Workflow for Phylogeny

 

Summary

The workflow builds a phylogenetic tree of the orthologs detected for a given query sequence (nucleotide or protein) using a similarity search tool. User needs to provide only the query sequence to carry out a similarity search using BLAST against a chosen database. Parsers will redirect the output of BLAST to multiple sequence alignment tool, ClustalW, which would then pass the output to Phylip suite for reconstruction of phylogenetic tree of the orthologs. 

 

Fig:Implemented Translation

Parser in this workflow:

 

   BLAST to ClustalW

o        Reads the results of BLAST search and creates a multi-fasta file containing sequences that satisfy user-defined parameters of E-value, % identity, % overlap and bit score.

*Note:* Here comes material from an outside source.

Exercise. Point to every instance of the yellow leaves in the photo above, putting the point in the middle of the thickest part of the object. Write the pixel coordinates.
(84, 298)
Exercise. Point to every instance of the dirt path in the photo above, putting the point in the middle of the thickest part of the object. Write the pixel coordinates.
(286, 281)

o         Default values of the parameters are:

·                E-value: 0

·                % identity: >= 30

·                % query coverage: >=50

·                % database hit coverage: >=50

·                Bit score: >=40

·                 

     Sequence Retrieval Tool: Retrieves the fasta sequences of the entries satisfying the above mentioned criteria from the corresponding table of the database stored in a RDBMS like MySQL. The storage of standard databases like UniProt and nr as tables in MySQL increased the pace of retrieval which otherwise had to be extracted from a text file with upto 3GB size and consumed lot of time for the same task.

 

Standard Tools :

 

·         BLAST:  BLASTP and BLASTN are used for detection of orthologs for the query sequence. The BLAST output is parsed in terms of e-value, % query overlap, % sequence identity and bit score.

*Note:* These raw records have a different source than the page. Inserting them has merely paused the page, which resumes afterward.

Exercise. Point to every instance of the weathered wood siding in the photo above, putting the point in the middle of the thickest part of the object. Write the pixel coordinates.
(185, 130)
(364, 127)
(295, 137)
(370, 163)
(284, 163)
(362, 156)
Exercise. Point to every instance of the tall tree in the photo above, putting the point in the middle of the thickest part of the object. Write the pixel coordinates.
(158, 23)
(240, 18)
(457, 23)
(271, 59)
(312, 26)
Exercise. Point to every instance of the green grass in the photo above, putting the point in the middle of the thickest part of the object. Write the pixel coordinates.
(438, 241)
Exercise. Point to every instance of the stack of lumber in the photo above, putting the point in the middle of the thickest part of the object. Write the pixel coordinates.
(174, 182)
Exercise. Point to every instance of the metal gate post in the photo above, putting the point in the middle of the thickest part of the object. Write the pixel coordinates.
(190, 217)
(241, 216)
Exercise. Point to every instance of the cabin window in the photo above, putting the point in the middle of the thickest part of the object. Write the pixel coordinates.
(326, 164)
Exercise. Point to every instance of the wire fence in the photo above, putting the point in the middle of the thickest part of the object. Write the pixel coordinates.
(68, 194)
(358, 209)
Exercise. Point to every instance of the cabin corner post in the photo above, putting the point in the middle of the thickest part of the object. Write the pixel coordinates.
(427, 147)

·         ClustalW: The MPI version of ClustalW is used for multiple sequence alignment of the orthologs detected using BLAST. The MSA output is converted into Phylip format using output format options of ClustalW.

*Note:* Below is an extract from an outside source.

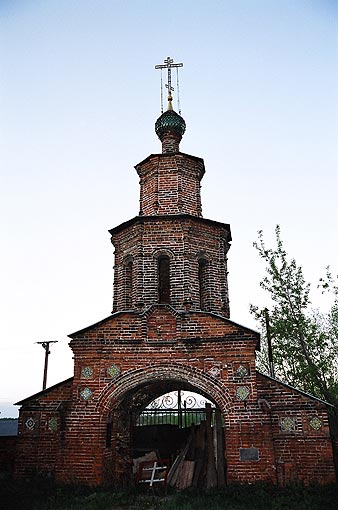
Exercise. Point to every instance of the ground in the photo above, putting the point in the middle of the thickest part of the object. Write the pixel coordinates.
(45, 496)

·         Phylip suite: Is used for reconstruction of phylogenetic trees. Multiple datasets are generated using the ‘seqboot’ program. Different methods and the corresponding programs used for tree building are:

o   Distance based: dnadist, protdist, fitch, kitch, neighbor

o   Parimony based: dnapars, protpars

o   Maximum Likelihood based: dnaml, proml

A final majority consensus tree is built using ‘consense’ program. The trees can be viewed by installation of visualizer like ‘TreeView’ on the client machine.